Building a del.icio.us Link Recommender

This is a port of the link recommendation engine described in the Programming Collective Intelligence book, to Clojure. In the book author used pydelicious API to build his dataset, I tried a bunch of Java APIs but they all sucked one way or another so I decided to use their public feeds instead of wasting time fighting with the APIs.

Let's get some includes out of the way,

 (ns delicious
   (:require [clojure.zip :as zip]
             [clojure.xml :as xml])
    (:use clojure.contrib.zip-filter.xml))

request function will take a URL to a RSS feed, parse it and return a zip structure,

 (defn request [url]
   (let [conn (-> (java.net.URL. url) .openConnection)]
     (zip/xml-zip (xml/parse (.getInputStream conn)))))
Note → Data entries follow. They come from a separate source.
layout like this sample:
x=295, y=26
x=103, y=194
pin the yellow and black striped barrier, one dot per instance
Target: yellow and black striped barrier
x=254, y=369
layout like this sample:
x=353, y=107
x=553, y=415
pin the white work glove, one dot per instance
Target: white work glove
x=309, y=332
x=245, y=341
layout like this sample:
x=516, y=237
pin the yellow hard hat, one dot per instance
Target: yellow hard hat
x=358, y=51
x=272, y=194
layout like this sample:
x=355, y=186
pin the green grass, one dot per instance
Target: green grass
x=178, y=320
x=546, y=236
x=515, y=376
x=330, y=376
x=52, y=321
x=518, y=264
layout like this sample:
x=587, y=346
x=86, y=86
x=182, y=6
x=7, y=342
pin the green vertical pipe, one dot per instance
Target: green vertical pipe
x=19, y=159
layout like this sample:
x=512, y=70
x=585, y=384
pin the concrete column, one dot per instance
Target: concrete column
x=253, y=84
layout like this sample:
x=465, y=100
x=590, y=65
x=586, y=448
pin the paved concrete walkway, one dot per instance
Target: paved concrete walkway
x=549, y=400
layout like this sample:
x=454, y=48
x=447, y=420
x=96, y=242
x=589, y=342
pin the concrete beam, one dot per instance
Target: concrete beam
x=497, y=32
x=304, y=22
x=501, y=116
To build the dataset, I retrieve the popular bookmarks for clojure and build a list of users to get bookmarks for,

 (defn popular-users []
   (let [feed (request "http://feeds.delicious.com/v2/rss/popular/clojure")]
     (vec (xml-> feed :channel :item :dc:creator text))))

Then fetch bookmarks tagged Clojure for each user,

 (defn user-bookmarks [user]
   (let [feed (request 
               (str "http://feeds.delicious.com/v2/rss/" user "/clojure"))]
     (reduce (fn[h v] (assoc h v 1) ) 
             {} (xml-> feed :channel :item :link text))))

And build a map similar to the one used in Making Recommendations,

 (defn preferences [users]
   (reduce (fn[m v] (assoc m v (user-bookmarks v))) {} users))

The difference this preferences has from the previous one is that everyone in the map will have the same set of URLs, with a value of one if the user bookmarked it or a value of zero if user did not bookmarked it. We need to build a list of all the URLs in the preferences and add to each user URLs that they did not bookmarked with a value of zero,

 (defn fill-in [prefs]
   (let [all-items (reduce (fn[s v] (merge s v) ) {} (vals prefs))] 
     (reduce (fn[h v] 
             (let [user (first v)
                   prefs (second v)
                   diff (reduce (fn[h v]
                                  (if (nil? (get prefs v)) 
                                    (assoc h v 0) h))  {} (keys all-items))]
               (assoc h user (merge prefs diff)))) {} prefs)))

Since building the preferences requires network I/O which takes time, I defined a variable to hold the preferences to save time while playing,

(def dic (fill-in (preferences (popular-users))))

As similarity score I choose to use Euclidean Distance.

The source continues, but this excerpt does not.